ESOGÜ İlahiyat Fakültesi Kelam Bölümü Öğretim Üyesi Prof. Dr. Namık Kemal Okumuş, geçen hafta vefat eden Prof. Dr. Hüseyin Atay'ın ardından bir yazı kaleme alıyor.
Hayata gözlerini yuman değerli üstadımız Hüseyin Atay Hocamıza rahmet dileklerimizi sunmayı görev bilmekteyiz. Bunun ardından, bazı kesimler nezdinde sunulan dinsel kabullere değil, tevhit anlayışının bilgesi durumunda olan şahsiyete saygı duyulmasının gerekliliğine de inanmaktayız.

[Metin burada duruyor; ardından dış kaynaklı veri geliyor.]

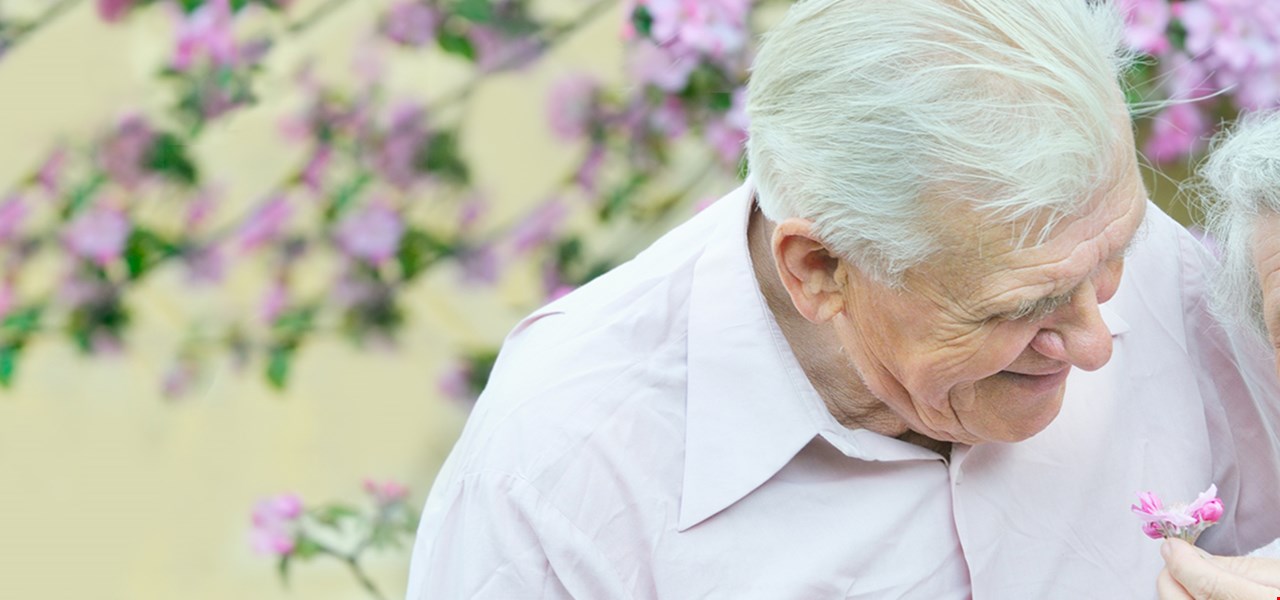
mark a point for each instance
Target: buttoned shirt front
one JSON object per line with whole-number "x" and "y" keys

Esasında Atay hoca, geleneksel sunumu hakikat bazında öne çekip, vahyin ilkesel önerilerinden uzak duran kişi ve grupların büsbütün eksik hatta yanlış bir dindarlığa kapı araladıklarından haber veren kişidir demek lazımdır. Onun her daim açık öneri ve etkin tavsiye hükmünde aktarılan vahyi öne alan bu duruşu, Müslüman denilen muhatabı kontrol eden ana ilkelerden haberli olunmayı devreye almaktadır diyebiliriz. Ve dahi bu duruş, zaman içinde öğretici şahsiyet bazında seçilen elçileri bile vahiy üzerinden eğiten Kur’anî dâvet ve ahlâk projesidir demenin gerekliliğinden bahsedilmelidir.
Hak Din olan İslâm adına öncelikle vahyin öne sürdüğü şeylerin muhatabı olmayı devreye alan en değerli şahsiyetlerin başında gelmektedir. Onun bu tavrının vahyin eğittiği dindar hatta sağduyulu kişilerin kolaylıkla sahiplenebileceği bir aşamaya denk gelmektedir. Onun en değerli tutumlarından birisinin de, İslâm Dini’nin Hz. Âdem’den başlayıp Hz. Muhammed’le son bulan ilkelerinin temelinde aynı hususları kapsadığının bilinmesi gerektiğinin açık edilmesidir.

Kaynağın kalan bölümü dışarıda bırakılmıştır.